Active vs Inactive Screen Time
A New York Times article was released this week. How did I find it? Our 23 year old Kindergarten teacher forwarded it to me from her iPhone. She only has the “essential apps” on her new iPhone….Facebook and the NYTimes. 🙂
I’ve read the article a couple of times now and have rewritten this blog post no less than 3 as I try to make sense of what this means for kids today.
The average young American now spends practically every waking minute — except for the time in school — using a smart phone, computer, television or other electronic device, according to a new study from the Kaiser Family Foundation.
“…except for the time in school” might be a little harsh as I’d bet most kids are on computers some how some way in most schools. Maybe not all the time, but come on, we have a lot of technology packed into schools these days. I’m sure they’re spending at least some of their time on the computers there as well.

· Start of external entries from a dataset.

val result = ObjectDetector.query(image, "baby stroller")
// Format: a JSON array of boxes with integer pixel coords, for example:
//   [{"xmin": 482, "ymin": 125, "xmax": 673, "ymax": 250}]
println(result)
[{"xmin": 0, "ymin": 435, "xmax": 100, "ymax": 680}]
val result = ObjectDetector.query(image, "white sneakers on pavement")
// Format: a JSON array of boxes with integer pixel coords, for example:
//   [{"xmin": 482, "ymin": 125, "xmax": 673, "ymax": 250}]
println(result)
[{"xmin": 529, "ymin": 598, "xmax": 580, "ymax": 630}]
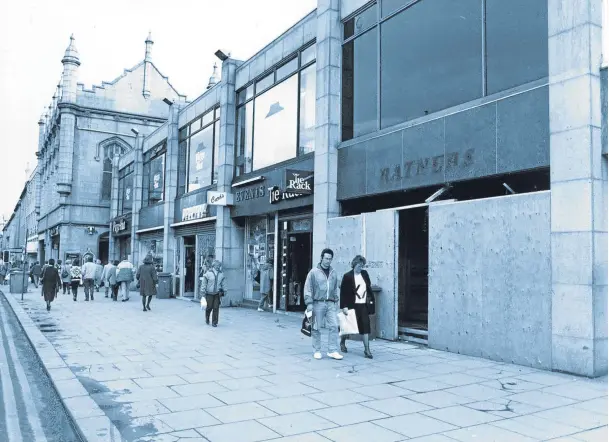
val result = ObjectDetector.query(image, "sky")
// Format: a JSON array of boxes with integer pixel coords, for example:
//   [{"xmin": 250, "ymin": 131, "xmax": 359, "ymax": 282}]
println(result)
[{"xmin": 0, "ymin": 0, "xmax": 317, "ymax": 219}]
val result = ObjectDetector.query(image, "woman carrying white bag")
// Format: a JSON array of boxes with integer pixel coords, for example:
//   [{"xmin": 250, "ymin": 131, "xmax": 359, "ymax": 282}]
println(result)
[{"xmin": 338, "ymin": 255, "xmax": 375, "ymax": 359}]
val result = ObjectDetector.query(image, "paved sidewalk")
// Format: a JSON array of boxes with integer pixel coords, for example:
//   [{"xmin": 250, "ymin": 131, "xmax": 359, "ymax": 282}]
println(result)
[{"xmin": 7, "ymin": 293, "xmax": 607, "ymax": 442}]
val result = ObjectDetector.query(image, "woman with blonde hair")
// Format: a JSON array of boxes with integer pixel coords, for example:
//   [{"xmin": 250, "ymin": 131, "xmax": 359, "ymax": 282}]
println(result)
[{"xmin": 340, "ymin": 255, "xmax": 375, "ymax": 359}]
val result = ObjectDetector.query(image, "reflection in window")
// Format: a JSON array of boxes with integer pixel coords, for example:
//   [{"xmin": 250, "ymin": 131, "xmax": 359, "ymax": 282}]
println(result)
[
  {"xmin": 486, "ymin": 0, "xmax": 548, "ymax": 94},
  {"xmin": 253, "ymin": 75, "xmax": 298, "ymax": 170},
  {"xmin": 237, "ymin": 101, "xmax": 254, "ymax": 175},
  {"xmin": 380, "ymin": 0, "xmax": 482, "ymax": 128},
  {"xmin": 177, "ymin": 108, "xmax": 220, "ymax": 196},
  {"xmin": 187, "ymin": 126, "xmax": 214, "ymax": 192},
  {"xmin": 342, "ymin": 31, "xmax": 378, "ymax": 140},
  {"xmin": 298, "ymin": 65, "xmax": 317, "ymax": 155},
  {"xmin": 235, "ymin": 44, "xmax": 317, "ymax": 176}
]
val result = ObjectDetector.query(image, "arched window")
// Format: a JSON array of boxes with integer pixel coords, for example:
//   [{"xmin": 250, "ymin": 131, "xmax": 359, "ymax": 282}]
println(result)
[{"xmin": 97, "ymin": 137, "xmax": 131, "ymax": 201}]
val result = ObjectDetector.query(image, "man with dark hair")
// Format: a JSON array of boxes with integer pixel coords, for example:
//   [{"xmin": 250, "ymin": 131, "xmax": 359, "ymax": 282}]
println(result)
[
  {"xmin": 304, "ymin": 249, "xmax": 343, "ymax": 360},
  {"xmin": 82, "ymin": 255, "xmax": 97, "ymax": 301}
]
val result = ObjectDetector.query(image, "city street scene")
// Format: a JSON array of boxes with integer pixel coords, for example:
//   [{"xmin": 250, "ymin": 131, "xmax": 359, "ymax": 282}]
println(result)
[{"xmin": 0, "ymin": 0, "xmax": 609, "ymax": 442}]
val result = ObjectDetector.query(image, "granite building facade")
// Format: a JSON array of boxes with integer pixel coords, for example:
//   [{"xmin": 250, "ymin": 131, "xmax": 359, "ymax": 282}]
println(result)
[{"xmin": 4, "ymin": 0, "xmax": 607, "ymax": 376}]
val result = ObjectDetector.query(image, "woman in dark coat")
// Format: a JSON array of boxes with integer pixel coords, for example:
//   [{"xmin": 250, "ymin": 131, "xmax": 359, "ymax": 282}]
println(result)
[
  {"xmin": 42, "ymin": 259, "xmax": 61, "ymax": 311},
  {"xmin": 340, "ymin": 255, "xmax": 374, "ymax": 359},
  {"xmin": 135, "ymin": 255, "xmax": 159, "ymax": 311}
]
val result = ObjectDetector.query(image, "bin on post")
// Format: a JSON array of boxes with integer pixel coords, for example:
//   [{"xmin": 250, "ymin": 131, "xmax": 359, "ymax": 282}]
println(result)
[
  {"xmin": 156, "ymin": 272, "xmax": 171, "ymax": 299},
  {"xmin": 9, "ymin": 270, "xmax": 28, "ymax": 293}
]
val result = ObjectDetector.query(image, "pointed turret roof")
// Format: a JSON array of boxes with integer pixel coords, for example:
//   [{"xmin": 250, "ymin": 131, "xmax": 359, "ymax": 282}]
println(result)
[{"xmin": 61, "ymin": 34, "xmax": 80, "ymax": 66}]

The new study shows that kids between 8 – 18 are now spending close to 11 hours in front of screens. I’ll admit that’s a lot, but where do these habits start?
We know that good, balanced habits, start when you’re young. Hence the reason that still to this day when I get home from school I have to change my clothes from my “school clothes” to my “not-school clothes”. That habit was drilled into me all growing up. You come home and before you go outside or go work on the farm you had to change your clothes. To this day, much to the laughter of my wife, I still have to. I’m not comfortable until I’ve changed out of my school clothes.
So I ask, who’s setting the habits for an 8 year old to spend 11 hours a day in front of a screen? I would expect screen time to increase just due in part to the fact there are more screens in our lives. But there’s a time as well for Legos and tag with neighborhood friends.
Where are the parents in these conversations? When did the TV…now at 4 1/2 hours a day….become the babysitter? Who’s fault is that? Parents? Employers? Or Kids themselves?
Contrary to popular wisdom, the heaviest media users reported spending a similar amount of time exercising as the light media users. Nonetheless, other studies have established a link between screen time and obesity.
Now that’s interesting! I think as screens continue to take over our lives we’ll see more of these habits. The Wii can be both a screen and a workout. My iPhone is my trainer, record keeper, and motivator. Does my workout time count as screen time as well? If so there’s very little time I’m not interacting with a screen. My books are on a screen, my guitar lyrics and chords, my workout routine, and my work. Is that a bad thing?
Maybe we need to start asking the question in these surveys that differentiates between “Active Screen Time” and “Non-Active Screen Time”
Those that have a high “Non-Active Screen Time” I’m sure are those in a study that show a link to obesity. But what about those with a high “Active Screen Time”? Can I be healthy being in front of a screen 11 hours a day? Can I be healthy going to the gym where I run on a treadmill for an hour while watching TV?
One of the most interesting parts of this whole article is the look at the increased use of cell phones, mp3s, and laptop computers over the past 5 years.
Seeing that you can now get TV content on both your cell phone and your mp3 player might help explain the jump in TV content viewing. In fact everything on that list could be explained by the mainstream use of cell phones and mp3 players within this age group. No longer do you have to be at home inactive to watch a TV show. You can now be anywhere, doing anything, at anytime. A significant change sense the last survey in 2004.
If we’re going to continue to do studies that look at screen time, I think we need to start asking the questions is it active or inactive use of the screen/device?
The more I think about this the more I’m wondering about those numbers and this survey. But it’s time for me to get off the screen for a while and go workout…in a gym…with a TV on the wall….and an iPhone strapped to my arm.